Spesso sono costretto a disertare la vostra tavola, per accorrere a quella d’altri principi della Chiesa. Che più? Sua Santità mi vede di buon occhio.
- Tanto di buon occhio, che è appunto da lui che fui esortato a liberarmi di voi.
- A liberarmi di me?
- Precisamente.
- Ah! Papa ubbriacone, così corrispondi alle mie piacevolezze. Oh! ma mi sentirà.
- Voi vi guarderete bene d’andare da Sua Santità.
- Ci andrò sicuro. Ogni suddito ha diritto di ricorrere al suo legittimo sovrano.
- Non v’andrete, perché sareste arrestato ipso facto.
- Non sarebbe la prima volta veramente.
- Ho piacere che lo ricordiate.
- Anch’io, perché mi rammenta la vostra bontà eminenza.
Ingannato da queste parole, che parevano sincere, il Cardinale credete di poter proceder oltre con tutta coscienza e riprese:
- Voi lascerete domani questo palazzo.
- Siete il padrone, vi obbedirò.
- E vi ritirerete nel convento dei Domenicani, per passarvi sei mesi d’espiazione.
- Questo poi no.
- Tali sono gli ordini di Sua Santità.
Don Domenico Abbo, si versò un calice di vino sciampagna spumeggiante e lo bevve centellinandolo: quindi, forbendosi le labbra, esclamò:
- Squisito! Scommetto che se papa Gregorio XVI fosse qui, non ne rifiuterebbe un bicchiere, come fate voi, troppo rigido nipote.

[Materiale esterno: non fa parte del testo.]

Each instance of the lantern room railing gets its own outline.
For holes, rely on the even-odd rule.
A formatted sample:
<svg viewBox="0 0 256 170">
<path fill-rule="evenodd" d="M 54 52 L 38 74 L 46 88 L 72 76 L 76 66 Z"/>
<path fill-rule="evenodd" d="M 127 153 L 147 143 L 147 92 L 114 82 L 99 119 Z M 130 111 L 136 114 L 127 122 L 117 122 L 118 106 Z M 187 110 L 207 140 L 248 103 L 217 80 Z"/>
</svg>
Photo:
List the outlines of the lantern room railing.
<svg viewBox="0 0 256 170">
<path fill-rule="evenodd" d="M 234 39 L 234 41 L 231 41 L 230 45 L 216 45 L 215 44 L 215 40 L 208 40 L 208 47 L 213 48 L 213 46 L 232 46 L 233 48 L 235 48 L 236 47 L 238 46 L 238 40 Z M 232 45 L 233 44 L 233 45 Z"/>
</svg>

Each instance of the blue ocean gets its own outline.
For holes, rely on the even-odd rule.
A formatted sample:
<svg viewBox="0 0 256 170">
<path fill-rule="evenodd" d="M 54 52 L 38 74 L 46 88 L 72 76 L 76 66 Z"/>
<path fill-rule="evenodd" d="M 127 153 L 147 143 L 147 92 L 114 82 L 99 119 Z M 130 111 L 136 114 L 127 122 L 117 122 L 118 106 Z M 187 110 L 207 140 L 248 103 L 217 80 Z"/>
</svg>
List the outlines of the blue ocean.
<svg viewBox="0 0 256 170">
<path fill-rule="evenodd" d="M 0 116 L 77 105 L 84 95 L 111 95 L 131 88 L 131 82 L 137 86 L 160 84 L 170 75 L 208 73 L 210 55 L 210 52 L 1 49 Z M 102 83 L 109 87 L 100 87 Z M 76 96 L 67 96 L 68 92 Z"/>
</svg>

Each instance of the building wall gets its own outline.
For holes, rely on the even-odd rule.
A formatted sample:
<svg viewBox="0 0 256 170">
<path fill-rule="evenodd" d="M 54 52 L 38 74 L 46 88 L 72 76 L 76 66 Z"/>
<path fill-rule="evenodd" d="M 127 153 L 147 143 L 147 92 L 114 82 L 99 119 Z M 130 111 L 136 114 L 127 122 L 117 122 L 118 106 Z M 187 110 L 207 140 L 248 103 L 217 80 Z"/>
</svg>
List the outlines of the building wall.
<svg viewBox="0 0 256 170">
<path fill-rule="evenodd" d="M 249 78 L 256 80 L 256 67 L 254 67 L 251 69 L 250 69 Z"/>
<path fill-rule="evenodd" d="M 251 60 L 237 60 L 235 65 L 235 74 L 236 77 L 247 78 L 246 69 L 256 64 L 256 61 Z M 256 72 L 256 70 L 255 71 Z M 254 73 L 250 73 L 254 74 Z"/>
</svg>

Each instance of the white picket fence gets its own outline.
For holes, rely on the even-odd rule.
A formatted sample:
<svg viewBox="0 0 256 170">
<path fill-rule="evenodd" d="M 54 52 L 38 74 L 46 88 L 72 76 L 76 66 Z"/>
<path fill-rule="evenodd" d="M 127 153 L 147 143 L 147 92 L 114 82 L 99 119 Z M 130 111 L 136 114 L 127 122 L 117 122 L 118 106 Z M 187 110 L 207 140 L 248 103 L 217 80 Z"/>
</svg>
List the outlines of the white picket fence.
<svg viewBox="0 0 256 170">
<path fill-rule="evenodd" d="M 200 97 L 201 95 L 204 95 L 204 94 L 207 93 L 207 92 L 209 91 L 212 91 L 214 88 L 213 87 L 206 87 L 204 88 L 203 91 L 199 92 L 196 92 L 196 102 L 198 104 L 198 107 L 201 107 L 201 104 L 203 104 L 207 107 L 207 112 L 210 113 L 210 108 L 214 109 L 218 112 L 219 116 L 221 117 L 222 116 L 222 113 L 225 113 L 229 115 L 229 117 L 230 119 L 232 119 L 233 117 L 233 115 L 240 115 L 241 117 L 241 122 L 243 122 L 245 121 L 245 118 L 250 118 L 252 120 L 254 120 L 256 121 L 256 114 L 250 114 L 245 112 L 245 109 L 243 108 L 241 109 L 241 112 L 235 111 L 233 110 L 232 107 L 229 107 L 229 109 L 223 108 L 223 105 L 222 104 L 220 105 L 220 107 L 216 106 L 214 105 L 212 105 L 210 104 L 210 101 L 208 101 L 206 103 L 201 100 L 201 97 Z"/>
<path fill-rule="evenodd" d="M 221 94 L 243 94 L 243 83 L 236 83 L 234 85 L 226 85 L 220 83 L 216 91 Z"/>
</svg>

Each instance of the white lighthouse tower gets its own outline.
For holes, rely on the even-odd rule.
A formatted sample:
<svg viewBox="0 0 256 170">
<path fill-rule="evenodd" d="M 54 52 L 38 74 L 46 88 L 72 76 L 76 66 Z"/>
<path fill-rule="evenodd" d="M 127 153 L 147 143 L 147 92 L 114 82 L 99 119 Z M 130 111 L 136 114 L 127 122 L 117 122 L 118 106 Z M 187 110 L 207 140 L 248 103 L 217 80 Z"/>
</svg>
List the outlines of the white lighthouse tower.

- Pensereste di farmi testimonio delle vostre orgie?
- Nepote mio, scusate, ma io non vi ho chiamato, e avrei proprio fatto di meno della vostra compagnia, perché ne avevo altra, come avete veduto, se non più interessante, più dolce.
- Vergognatevi!
- Di che? di seguire le leggi della natura?